Especially for a place that's been open less than a week, they hit the key points for me. It doesn't perfectly match my idealized slice, but enough that I stand behind my recommendation. The Pizza Shop would not be out of place in NY, but as per personal preference: the slices could be larger and allow for a touch more bubbling on the outer rim. They could also use a bit more charring. Not sure what it signifies, but the drippage didn't look orange enough. I didn't look at any mushroom slices, but I'd hope they're marinated rather than fresh.
Aside from the squareness, which I do at home because I'm lousy at shaping dough, I have no beef with Arinelli's authenticity. Just like SF has places with great burritos and ones better suited to plugging up potholes, NY has good and bad pizza in the local style, and in a style difficult to find outside the northeast.

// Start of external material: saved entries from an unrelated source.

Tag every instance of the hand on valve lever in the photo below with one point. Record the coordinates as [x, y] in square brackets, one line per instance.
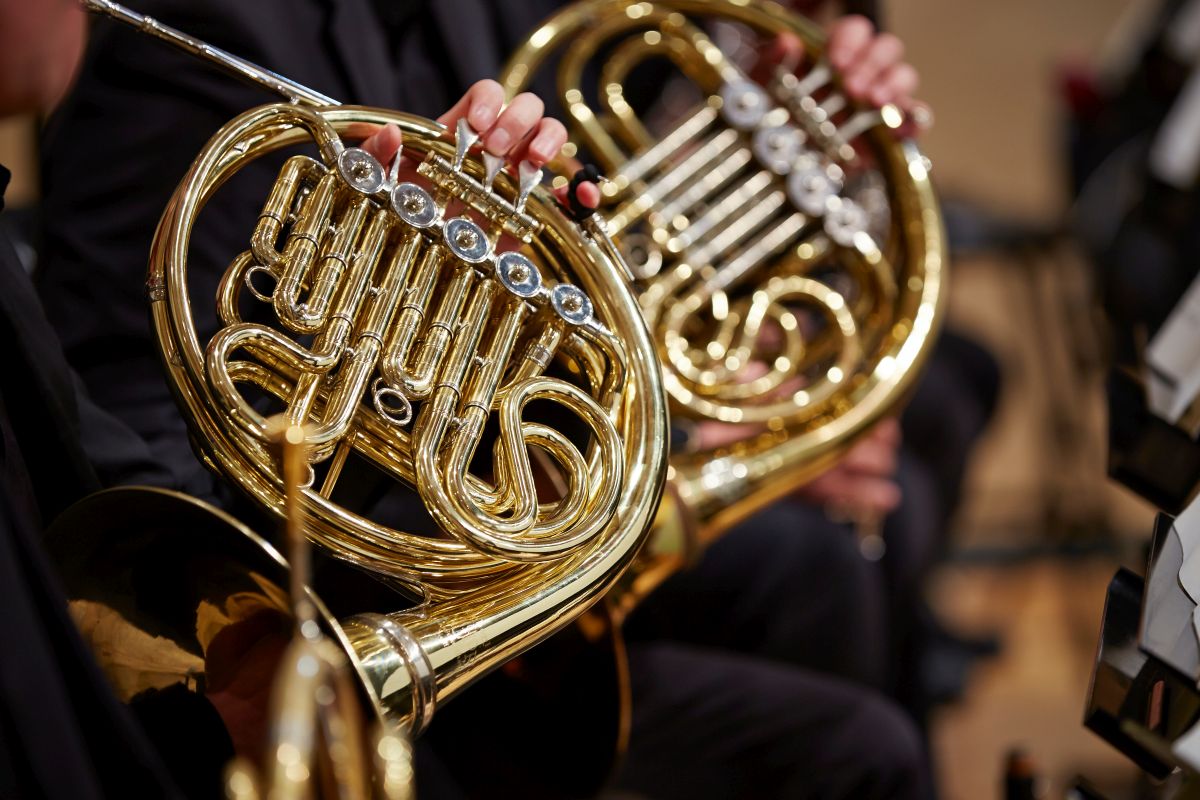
[517, 132]
[871, 66]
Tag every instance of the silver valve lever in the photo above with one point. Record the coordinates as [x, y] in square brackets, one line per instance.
[465, 137]
[394, 170]
[492, 167]
[529, 176]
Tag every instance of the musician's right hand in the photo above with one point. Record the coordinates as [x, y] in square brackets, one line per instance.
[519, 131]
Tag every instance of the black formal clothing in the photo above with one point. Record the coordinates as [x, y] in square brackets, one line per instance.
[63, 734]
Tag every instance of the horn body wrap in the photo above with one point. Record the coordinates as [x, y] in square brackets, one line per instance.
[789, 247]
[403, 316]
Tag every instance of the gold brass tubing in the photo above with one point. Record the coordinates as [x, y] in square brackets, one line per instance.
[279, 205]
[538, 353]
[622, 61]
[481, 608]
[301, 250]
[756, 252]
[232, 282]
[737, 229]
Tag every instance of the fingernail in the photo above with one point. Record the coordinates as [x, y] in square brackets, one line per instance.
[540, 149]
[499, 140]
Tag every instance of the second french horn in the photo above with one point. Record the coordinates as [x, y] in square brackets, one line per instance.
[787, 244]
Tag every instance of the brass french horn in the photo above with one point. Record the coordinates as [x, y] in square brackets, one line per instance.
[789, 246]
[407, 320]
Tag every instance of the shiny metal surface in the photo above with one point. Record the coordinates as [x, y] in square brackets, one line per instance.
[789, 248]
[402, 337]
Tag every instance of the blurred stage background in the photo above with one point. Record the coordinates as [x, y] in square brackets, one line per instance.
[1042, 529]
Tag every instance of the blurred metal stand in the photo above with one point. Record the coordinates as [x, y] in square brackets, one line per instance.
[1053, 284]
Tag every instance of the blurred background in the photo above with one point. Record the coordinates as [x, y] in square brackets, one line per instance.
[1042, 528]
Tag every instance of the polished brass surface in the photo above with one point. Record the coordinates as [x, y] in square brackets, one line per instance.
[789, 246]
[417, 316]
[315, 734]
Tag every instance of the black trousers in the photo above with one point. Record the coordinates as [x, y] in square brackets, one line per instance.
[754, 674]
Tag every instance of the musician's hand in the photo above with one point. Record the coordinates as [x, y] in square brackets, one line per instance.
[520, 132]
[871, 66]
[863, 482]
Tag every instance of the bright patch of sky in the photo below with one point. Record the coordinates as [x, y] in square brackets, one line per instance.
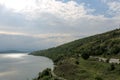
[38, 24]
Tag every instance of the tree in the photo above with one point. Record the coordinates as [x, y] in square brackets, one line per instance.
[85, 56]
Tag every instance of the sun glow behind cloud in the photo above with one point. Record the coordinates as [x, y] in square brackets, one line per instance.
[53, 22]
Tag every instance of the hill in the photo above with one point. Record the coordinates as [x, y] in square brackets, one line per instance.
[12, 51]
[71, 66]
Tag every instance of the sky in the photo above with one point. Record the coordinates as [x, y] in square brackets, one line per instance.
[40, 24]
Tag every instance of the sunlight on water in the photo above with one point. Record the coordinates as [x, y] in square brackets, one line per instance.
[13, 55]
[22, 66]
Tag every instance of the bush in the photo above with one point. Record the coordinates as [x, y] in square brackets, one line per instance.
[85, 56]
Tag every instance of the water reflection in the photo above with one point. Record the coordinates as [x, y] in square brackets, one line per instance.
[22, 66]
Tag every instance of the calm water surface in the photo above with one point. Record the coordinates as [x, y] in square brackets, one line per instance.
[22, 66]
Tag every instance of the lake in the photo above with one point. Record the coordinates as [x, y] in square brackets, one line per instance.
[22, 66]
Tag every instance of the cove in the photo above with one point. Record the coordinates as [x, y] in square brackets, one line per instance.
[21, 66]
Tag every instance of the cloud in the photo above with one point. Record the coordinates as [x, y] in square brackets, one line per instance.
[114, 7]
[38, 24]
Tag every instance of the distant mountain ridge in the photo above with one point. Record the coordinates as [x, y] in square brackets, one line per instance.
[105, 44]
[70, 64]
[12, 51]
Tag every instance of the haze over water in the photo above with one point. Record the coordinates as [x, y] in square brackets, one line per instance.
[22, 66]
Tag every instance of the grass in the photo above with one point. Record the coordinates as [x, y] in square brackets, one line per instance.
[87, 70]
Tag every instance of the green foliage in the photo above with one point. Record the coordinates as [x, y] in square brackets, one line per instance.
[102, 44]
[85, 56]
[72, 67]
[112, 67]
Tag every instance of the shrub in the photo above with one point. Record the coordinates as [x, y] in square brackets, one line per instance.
[85, 56]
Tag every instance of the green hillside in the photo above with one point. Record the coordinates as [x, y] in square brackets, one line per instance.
[102, 44]
[71, 66]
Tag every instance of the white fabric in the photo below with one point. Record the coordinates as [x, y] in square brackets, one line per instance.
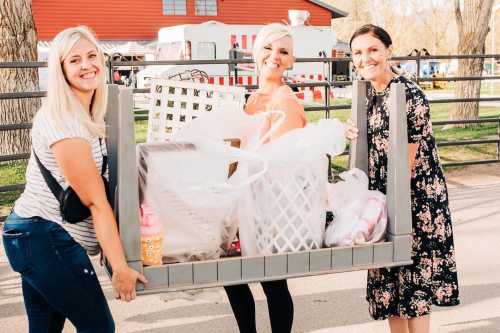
[360, 215]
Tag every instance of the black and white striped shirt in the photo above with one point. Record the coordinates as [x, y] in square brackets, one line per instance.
[37, 199]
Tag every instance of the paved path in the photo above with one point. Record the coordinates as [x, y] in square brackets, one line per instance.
[328, 303]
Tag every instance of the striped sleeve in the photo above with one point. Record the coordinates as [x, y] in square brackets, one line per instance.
[72, 128]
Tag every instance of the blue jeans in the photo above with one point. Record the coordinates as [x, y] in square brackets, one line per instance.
[58, 279]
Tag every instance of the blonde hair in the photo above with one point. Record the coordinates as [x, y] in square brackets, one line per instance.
[61, 104]
[268, 34]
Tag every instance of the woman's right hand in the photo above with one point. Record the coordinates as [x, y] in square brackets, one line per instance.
[351, 131]
[124, 281]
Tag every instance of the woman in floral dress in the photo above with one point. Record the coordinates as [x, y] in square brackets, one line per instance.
[404, 295]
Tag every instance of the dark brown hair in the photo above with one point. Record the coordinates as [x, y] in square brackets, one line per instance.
[375, 31]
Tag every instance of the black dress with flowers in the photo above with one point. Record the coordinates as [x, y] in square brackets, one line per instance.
[410, 291]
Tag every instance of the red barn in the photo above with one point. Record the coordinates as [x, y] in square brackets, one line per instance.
[140, 20]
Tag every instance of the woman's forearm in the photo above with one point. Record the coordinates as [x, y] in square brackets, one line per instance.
[107, 234]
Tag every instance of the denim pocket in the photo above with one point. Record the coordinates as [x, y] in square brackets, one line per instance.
[17, 249]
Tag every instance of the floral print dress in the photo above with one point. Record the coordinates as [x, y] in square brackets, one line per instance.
[409, 291]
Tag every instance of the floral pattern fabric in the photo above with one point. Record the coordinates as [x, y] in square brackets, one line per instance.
[409, 291]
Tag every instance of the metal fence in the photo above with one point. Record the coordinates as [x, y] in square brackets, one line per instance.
[328, 84]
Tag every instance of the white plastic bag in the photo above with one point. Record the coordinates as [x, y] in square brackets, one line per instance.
[360, 215]
[285, 210]
[186, 185]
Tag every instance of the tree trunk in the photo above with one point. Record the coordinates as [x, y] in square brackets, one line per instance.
[472, 23]
[18, 42]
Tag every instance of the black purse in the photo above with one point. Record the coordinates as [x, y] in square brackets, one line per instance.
[71, 207]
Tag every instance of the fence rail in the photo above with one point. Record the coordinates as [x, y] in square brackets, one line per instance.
[327, 84]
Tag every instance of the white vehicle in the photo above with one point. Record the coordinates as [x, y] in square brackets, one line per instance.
[213, 40]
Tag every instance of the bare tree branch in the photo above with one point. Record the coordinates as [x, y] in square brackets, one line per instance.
[458, 18]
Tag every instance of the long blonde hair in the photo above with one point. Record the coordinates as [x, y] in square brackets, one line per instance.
[268, 34]
[61, 104]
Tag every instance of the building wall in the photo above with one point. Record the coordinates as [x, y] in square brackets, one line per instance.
[141, 19]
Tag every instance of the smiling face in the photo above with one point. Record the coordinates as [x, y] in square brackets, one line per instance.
[275, 57]
[370, 56]
[83, 68]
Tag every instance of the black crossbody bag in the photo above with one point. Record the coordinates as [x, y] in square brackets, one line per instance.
[71, 207]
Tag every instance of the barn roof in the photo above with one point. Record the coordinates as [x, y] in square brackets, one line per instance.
[336, 13]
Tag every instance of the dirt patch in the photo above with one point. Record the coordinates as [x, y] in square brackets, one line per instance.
[473, 175]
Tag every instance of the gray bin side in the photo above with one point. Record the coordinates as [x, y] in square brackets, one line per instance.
[395, 251]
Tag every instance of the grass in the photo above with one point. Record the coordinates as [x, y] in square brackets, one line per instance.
[10, 173]
[13, 173]
[491, 89]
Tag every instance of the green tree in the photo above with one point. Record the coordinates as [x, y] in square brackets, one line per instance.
[473, 26]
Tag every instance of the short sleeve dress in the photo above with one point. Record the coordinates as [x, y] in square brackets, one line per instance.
[410, 291]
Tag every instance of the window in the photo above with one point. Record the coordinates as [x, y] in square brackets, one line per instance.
[205, 7]
[206, 51]
[174, 51]
[174, 7]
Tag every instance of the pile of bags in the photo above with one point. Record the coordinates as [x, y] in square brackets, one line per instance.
[277, 198]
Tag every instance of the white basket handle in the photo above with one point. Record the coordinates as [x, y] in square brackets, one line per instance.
[275, 126]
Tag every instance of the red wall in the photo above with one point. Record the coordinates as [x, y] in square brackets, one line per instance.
[141, 19]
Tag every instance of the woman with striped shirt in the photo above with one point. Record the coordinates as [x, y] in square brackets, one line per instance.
[58, 279]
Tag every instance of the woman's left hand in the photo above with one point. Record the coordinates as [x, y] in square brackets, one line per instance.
[351, 131]
[124, 281]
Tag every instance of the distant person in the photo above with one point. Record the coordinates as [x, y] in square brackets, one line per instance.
[405, 295]
[273, 54]
[116, 77]
[68, 150]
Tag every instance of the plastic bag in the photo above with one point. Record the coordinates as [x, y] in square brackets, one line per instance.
[285, 210]
[186, 184]
[360, 215]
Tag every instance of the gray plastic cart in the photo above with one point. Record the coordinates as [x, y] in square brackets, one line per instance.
[395, 251]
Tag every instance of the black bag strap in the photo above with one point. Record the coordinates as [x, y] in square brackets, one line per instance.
[52, 183]
[104, 165]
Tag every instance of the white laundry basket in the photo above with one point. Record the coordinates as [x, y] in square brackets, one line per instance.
[290, 207]
[175, 103]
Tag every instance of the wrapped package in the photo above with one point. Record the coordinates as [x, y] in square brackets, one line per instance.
[151, 237]
[186, 184]
[360, 215]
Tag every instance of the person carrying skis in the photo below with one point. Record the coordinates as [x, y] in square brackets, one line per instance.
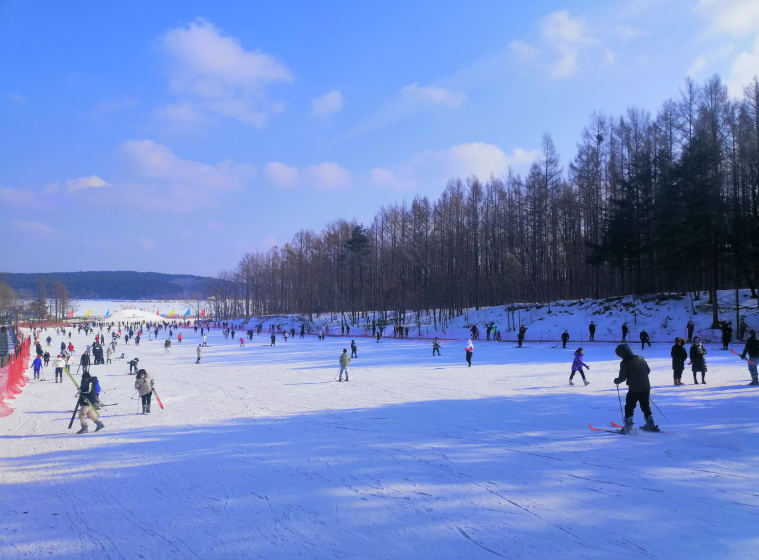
[37, 366]
[577, 365]
[752, 349]
[144, 384]
[644, 339]
[697, 360]
[679, 355]
[87, 399]
[634, 371]
[345, 361]
[469, 349]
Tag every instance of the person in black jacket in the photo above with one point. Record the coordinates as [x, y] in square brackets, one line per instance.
[752, 349]
[634, 370]
[88, 397]
[679, 355]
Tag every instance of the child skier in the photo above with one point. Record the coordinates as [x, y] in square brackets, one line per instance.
[577, 365]
[634, 370]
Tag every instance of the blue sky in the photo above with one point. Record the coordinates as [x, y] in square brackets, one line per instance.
[175, 136]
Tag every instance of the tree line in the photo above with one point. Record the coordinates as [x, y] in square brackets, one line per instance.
[648, 204]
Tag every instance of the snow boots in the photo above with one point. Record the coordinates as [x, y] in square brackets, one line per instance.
[650, 426]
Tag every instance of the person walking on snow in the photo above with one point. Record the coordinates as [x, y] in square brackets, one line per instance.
[577, 365]
[435, 347]
[469, 349]
[697, 360]
[345, 361]
[679, 355]
[87, 398]
[144, 384]
[752, 349]
[634, 371]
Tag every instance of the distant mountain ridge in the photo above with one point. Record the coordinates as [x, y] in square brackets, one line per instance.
[115, 285]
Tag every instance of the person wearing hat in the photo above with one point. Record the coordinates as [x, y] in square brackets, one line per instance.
[752, 350]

I would eat at cheap and greasy places like Arinell's as a teenager on Long Island. Just like the superior pizzerias my parents took me to, they'd have the requisite thin and dark crust, whole-milk low moisture mozzarella, not too sweet sauce, and oregano in the sauce and/or on each table. But these lower-tier places would often have overcooked and mealy cheese and a dry crust. Some of the worst slices would snap like matzoh when you folded them, and have no elasticity to hold the molten cheese and orange oil in place. This latter experience has happened to me more than once at Arinells.
Had a cheese and a pepperoni/mushroom slice yesterday.
The mushrooms are not marinated, but are sliced paper-thin. Likewise the pepperoni, and toppings in general are sparse.
Drippings seemed plenty orange to me, and the slices survive folding without cracking, but barely.
Great sauce, flavorful cheese. Wow. I'm no NY pizza expert -- last slice I had in Manhattan was a good 15 years ago -- but this is simply yummy stuff and more satisfying than Arinell.
My house sits about equidistant between Pizza Shop and Pizzahacker. LIfe is suddenly very sweet!